It is a process of identifying the relevant factors that have direct or indirect impact on effective and efficient functioning of business.
In other words, Environmental analysis is a strategic tool. It is a process to identify all the external and internal elements, which can affect the organization’s performance. The analysis entails assessing the level of threat or opportunity the factors might present. These evaluations are later translated into the decision- making process. The analysis helps align strategies with the firm’s environment.
Process of environmental analysis:
Environment analysis is managerial decision-making based on the assessment of opportunities and threats in the environment. The steps in environmental analysis are:
- Scanning: It involves information gathering for assessing the nature of the environment in terms of uncertainly, complexity and dynamics. It includes:
- Identifies early signs of future environmental changes. They are indicated by trends and events.
- Detects changes already underway. They are happening.
- Monitoring: It involves tracking environmental trends and events. It is auditing of environment. The likely impact of environmental influences on business performance is identified.

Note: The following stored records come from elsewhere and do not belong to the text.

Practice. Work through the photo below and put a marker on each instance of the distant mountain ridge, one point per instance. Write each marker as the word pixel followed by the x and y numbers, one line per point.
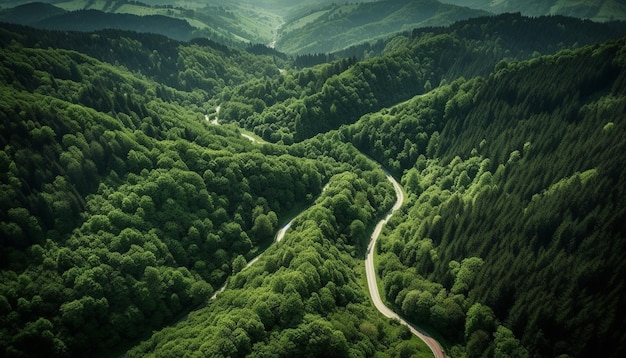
pixel 50 17
pixel 597 10
pixel 340 26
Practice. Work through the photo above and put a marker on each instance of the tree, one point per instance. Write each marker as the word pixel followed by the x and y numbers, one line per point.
pixel 479 317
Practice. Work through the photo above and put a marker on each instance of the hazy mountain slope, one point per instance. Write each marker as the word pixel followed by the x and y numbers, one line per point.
pixel 92 20
pixel 30 14
pixel 336 27
pixel 597 10
pixel 122 208
pixel 517 191
pixel 411 64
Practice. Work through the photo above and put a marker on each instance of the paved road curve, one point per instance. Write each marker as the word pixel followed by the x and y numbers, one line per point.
pixel 371 276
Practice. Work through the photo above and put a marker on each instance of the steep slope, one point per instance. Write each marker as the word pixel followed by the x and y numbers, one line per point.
pixel 122 208
pixel 30 13
pixel 337 27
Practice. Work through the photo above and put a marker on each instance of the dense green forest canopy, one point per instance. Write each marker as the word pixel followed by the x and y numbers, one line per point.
pixel 123 206
pixel 596 10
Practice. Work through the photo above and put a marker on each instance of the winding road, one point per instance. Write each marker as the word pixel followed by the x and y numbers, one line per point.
pixel 370 272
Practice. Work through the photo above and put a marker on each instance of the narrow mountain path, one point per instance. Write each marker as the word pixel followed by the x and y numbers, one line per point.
pixel 370 272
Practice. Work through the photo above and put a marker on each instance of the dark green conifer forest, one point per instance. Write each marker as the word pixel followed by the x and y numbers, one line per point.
pixel 140 174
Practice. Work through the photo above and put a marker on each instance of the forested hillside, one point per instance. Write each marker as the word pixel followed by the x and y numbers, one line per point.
pixel 128 195
pixel 517 209
pixel 336 27
pixel 301 104
pixel 597 10
pixel 124 208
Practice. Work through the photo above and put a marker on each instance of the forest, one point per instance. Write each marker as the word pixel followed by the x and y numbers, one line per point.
pixel 129 195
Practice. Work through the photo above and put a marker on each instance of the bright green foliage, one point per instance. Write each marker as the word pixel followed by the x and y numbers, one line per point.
pixel 302 298
pixel 519 202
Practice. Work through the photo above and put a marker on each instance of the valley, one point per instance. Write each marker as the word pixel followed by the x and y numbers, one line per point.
pixel 435 180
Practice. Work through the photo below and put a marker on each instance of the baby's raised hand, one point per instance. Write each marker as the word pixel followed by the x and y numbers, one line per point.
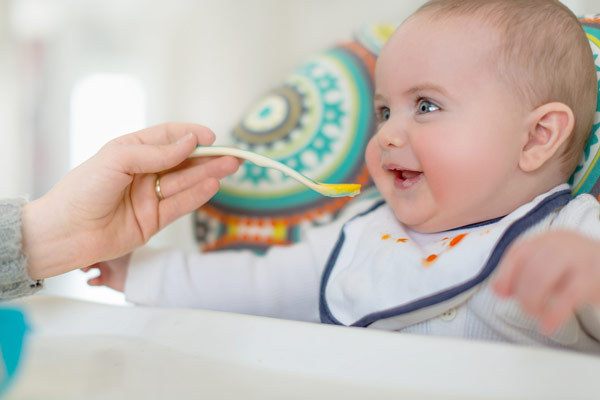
pixel 551 275
pixel 112 273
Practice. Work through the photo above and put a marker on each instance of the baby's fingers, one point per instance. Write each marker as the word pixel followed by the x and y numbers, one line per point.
pixel 561 304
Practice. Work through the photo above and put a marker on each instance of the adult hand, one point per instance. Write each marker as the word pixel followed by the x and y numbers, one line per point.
pixel 108 206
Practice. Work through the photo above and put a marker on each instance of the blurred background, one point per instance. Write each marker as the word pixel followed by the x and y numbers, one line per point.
pixel 76 73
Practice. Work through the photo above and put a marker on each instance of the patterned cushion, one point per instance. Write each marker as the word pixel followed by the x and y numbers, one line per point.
pixel 586 178
pixel 319 122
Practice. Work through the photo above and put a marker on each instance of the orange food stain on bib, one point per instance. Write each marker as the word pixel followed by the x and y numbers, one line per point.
pixel 456 240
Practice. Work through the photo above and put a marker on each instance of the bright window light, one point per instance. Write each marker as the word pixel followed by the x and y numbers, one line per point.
pixel 104 106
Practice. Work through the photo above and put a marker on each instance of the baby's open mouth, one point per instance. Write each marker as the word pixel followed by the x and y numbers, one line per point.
pixel 406 178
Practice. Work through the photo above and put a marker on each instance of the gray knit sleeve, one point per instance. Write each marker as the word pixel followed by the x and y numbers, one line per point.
pixel 14 279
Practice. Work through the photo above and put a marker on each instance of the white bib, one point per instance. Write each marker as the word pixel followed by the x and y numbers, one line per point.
pixel 379 276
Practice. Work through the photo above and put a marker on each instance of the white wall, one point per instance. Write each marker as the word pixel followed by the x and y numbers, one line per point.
pixel 203 61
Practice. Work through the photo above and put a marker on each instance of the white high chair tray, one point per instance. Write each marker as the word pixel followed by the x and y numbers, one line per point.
pixel 82 350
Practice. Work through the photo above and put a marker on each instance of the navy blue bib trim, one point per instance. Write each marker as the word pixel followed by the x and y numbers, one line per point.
pixel 545 207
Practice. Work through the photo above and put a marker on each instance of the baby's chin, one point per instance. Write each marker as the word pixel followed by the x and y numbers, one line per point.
pixel 431 224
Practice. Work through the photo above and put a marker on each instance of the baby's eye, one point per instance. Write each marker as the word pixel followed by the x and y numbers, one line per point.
pixel 383 114
pixel 425 106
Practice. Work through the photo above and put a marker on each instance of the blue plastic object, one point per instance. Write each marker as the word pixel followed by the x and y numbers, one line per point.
pixel 13 329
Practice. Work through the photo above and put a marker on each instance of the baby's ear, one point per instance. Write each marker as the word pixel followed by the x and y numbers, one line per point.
pixel 548 127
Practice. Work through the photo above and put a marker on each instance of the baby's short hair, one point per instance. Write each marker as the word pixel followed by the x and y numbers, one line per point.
pixel 544 55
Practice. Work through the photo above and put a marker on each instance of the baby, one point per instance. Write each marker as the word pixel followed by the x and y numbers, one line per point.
pixel 483 110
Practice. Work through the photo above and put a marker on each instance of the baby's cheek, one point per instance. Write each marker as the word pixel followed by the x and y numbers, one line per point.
pixel 373 158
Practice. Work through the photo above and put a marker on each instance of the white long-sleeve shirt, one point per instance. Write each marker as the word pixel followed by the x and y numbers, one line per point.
pixel 286 282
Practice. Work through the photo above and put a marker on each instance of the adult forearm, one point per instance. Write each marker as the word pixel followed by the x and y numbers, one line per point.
pixel 14 278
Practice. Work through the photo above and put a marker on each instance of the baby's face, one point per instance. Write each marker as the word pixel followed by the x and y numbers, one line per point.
pixel 450 133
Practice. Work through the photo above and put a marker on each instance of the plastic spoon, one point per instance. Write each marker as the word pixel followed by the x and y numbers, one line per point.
pixel 326 189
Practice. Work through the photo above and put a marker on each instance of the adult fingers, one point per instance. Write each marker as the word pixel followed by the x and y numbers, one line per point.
pixel 179 180
pixel 168 133
pixel 186 201
pixel 146 158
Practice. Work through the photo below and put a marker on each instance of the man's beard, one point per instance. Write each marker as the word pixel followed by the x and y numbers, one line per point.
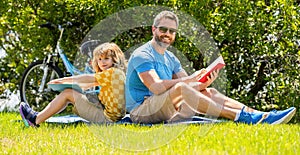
pixel 161 43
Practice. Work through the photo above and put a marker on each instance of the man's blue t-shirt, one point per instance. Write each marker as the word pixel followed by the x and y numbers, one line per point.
pixel 146 58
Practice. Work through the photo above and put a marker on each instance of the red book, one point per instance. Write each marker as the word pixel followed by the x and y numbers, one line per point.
pixel 216 65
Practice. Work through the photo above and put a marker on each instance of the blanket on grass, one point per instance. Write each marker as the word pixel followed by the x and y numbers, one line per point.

- Forecasting: This step forecast what is likely to happen. It lay out of path for anticipate changes. This step provides:
- Key forces at work in the environment. They can be political-legal, economic, social, cultural, and technological.
- Understanding of the nature of key influences and drivers of change.
- Projection of future alternatives paths available.
- Assessment: This step identifies key opportunities and threats. The competitive position of business analyzed in terms of how the organization stands in relation to other organizations competing for some resource of customers.
- Opportunities are a favorable condition which creates risks and weakens the competitive position.
- Threat is an unfavorable condition which strengths, organization’ s competitive position of the organization.